Smeaton that's a lovely way to describe things.

Hockering I have 3 primary/preschool hasn't seemed to be an issue so far, neither has being covered in mud and horse a lot as long as I scrub up for a date. I would say your children being older is in fact easier as you can give a little more time.

Pud still in my life sadly, I work with him so unavoidable. Should never had happened. I said no once. He tried again a few weeks later when I was drunk as a skunk at a work thing.

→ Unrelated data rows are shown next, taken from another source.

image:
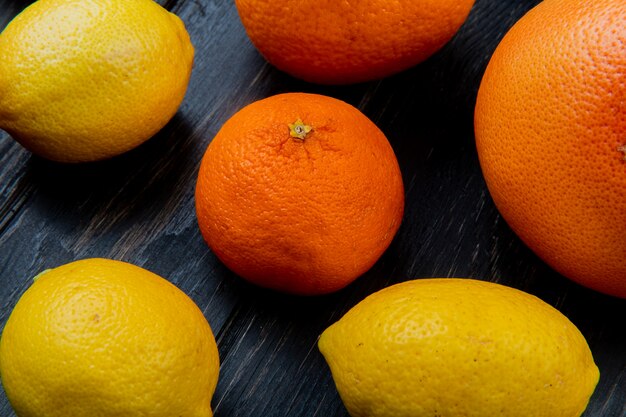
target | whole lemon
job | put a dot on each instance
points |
(458, 347)
(105, 338)
(84, 80)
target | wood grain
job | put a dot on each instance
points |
(139, 208)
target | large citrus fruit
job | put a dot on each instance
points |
(300, 193)
(337, 42)
(550, 130)
(87, 80)
(458, 348)
(105, 338)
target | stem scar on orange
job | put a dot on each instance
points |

Bant Vet no very refined, rude in a graphically sexual way. He is all charm and fast cars. My decision is if I go along for the thrill not the relationship of it to see if he can walk the walk. But I also don't want to feel used and disposable, I'm getting a bit bored with FWB, but then find them fun too. Hmmm one to really really think about as you are right he may well get and ghost.

BlueNeighbourhood1 · 07/04/2018 12:28

Hey All,

So I'm completely new to this. After a break up with now ex (female relationship), we have remained friends and continue to see each other and usually sleep together blah blah - and we are seeing each other next weekend.

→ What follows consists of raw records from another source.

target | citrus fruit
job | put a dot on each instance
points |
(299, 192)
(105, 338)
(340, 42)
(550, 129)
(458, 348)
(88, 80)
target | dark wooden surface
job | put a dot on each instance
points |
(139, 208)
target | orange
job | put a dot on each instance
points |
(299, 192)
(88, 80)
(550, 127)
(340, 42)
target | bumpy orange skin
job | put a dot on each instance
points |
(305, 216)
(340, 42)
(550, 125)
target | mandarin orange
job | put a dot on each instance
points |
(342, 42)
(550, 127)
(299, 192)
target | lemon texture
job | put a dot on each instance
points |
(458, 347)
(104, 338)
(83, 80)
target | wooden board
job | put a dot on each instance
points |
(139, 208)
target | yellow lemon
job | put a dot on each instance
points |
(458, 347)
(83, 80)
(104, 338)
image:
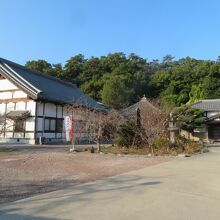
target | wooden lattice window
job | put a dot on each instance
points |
(19, 126)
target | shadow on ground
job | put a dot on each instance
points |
(83, 194)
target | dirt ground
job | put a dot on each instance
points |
(25, 173)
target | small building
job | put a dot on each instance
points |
(139, 110)
(36, 106)
(210, 132)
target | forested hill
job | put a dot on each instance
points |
(118, 80)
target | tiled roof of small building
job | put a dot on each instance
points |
(39, 86)
(143, 105)
(208, 104)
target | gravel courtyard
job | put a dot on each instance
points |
(28, 172)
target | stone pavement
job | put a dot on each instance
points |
(183, 189)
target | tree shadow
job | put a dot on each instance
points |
(109, 188)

With this in mind and ex determined to keep reminding me we are over, I signed up to Tinder. One of my first matches last week was a lovely girl, a bit younger than me but she talks in coherent sentences, we have a very similar career and within four messages I realised she is the best friend of a girl I work with very closely. Work don't know I'm gay, and I have no desire to tell them. Anyway we started talking and I decided to distance myself and left it all day yesterday yet she messaged me. So my heart lays with my now ex, if she would just admit to her family and friends about us it would be fine, but head is saying to meet this girl and she may actually want to be with me. I'm also worried it could get messy with us having mutual friends too.

I'm not sure what advice I need, I think I wanted to write it down because I'm so torn. I've came off Tinder as I felt like I'm cheating and feel bad whenever I message this girl.

Arghhhh why does everything have to be so complicated!